Having worked out, on the previous page, how to fit everything required for the instruction set into the space available, here are the instruction formats for the addressing modes that have survived:

The diagram is divided into three boxes, labelled DSP, RISC, and CISC.

The next step is to ask if the instructions for every operation of which
I wish the architecture to be capable will *really* fit into
the available space.

Some minor changes have been made to the CISC mode compared to the depiction on the previous page. The seven-bit opcodes for the vector instructions are no longer restricted to the basic set; the first two bits of the opcode may both be one. Instead, additional opcode space was created by not allowing both operands of a register-to-register instruction to be identical.

Thus, the instructions in the CISC mode from the Branch instructions to the Register-to-Register instructions are now shown in decoding order; if the first two bits of the opcode field are 1, one has a Branch or Conditional Branch instruction; otherwise, if the two register operands of the first of two register-to-register instructions in a 32-bit word are identical, one might have either a Three-address Register-to-Register instruction or a Shift instruction; otherwise, if the two register operands of the second of two register-to-register instructions in a 32-bit word are identical, one might have a Supplementary Register-to-Register instruction; otherwise, one has the default compound Register-to-Register word containing two instructions.

The Supplementary Register-to-Register instructions, like normal register-to-register instructions, cannot have both register fields identical; therefore, they appear after the Three-Address Register-to-Register instructions and the Shift instructions, because those instructions repurpose the last six bits of the 32-bit word, and thus they do not (at least in the case of the Shift instructions) guarantee that the last two three-bit areas of the word are not identical.

Another change is that the copious opcode space available for 64-bit instructions has now been utilized to provide a simple means of specifying unaligned memory-reference instructions. Just as a 32-bit instruction can contain two register-to-register instructions, a 64-bit instruction can contain two 32-bit instructions which may either be a dual register-to-register instruction, or a memory-reference instruction not restricted to aligned operands, but it may not contain 32-bit instructions of other types.

To be more specific, the "other types" that are excluded are the Branch, Conditional Branch, Vector, and Multiple-Register instructions.
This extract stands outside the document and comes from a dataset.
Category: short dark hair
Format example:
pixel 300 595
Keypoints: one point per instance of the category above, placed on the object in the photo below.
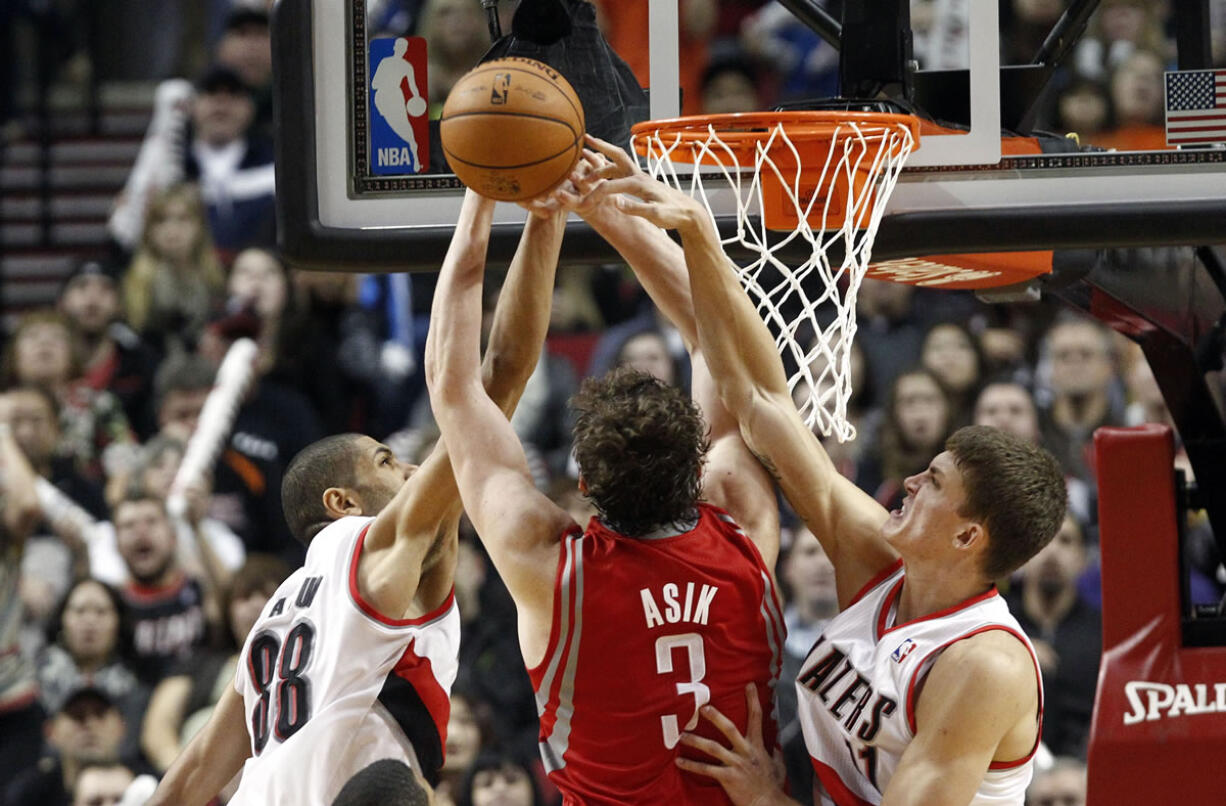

Those additional types of instructions that are indicated by making the source and destination registers of a register-to-register instruction the same, the Three-Address Register-to-Register, Shift, and Supplementary Register-to-Register types of instruction, are permitted to occur as one of the halves of a 64-bit instruction in the Dual Simple format.

It is important to allow multiple-register instructions, on the other hand, in regular 32-bit instructions so that one can appear, for example, at the very beginning of a subroutine (remember the restrictions on branch targets, so that 64-bit instructions can only appear where it is guaranteed that the previous memory block of instructions was fetched, so that the warning bits are available), as these instructions are used in calling sequences to save and restore registers.

Note that the opcode of the first register-to-register operation in the
second word in this format is *eight* bits long, since a bit is not
required in that location, as it is in the first word, to distinguish instructions
in this format from the remaining 64-bit instructions.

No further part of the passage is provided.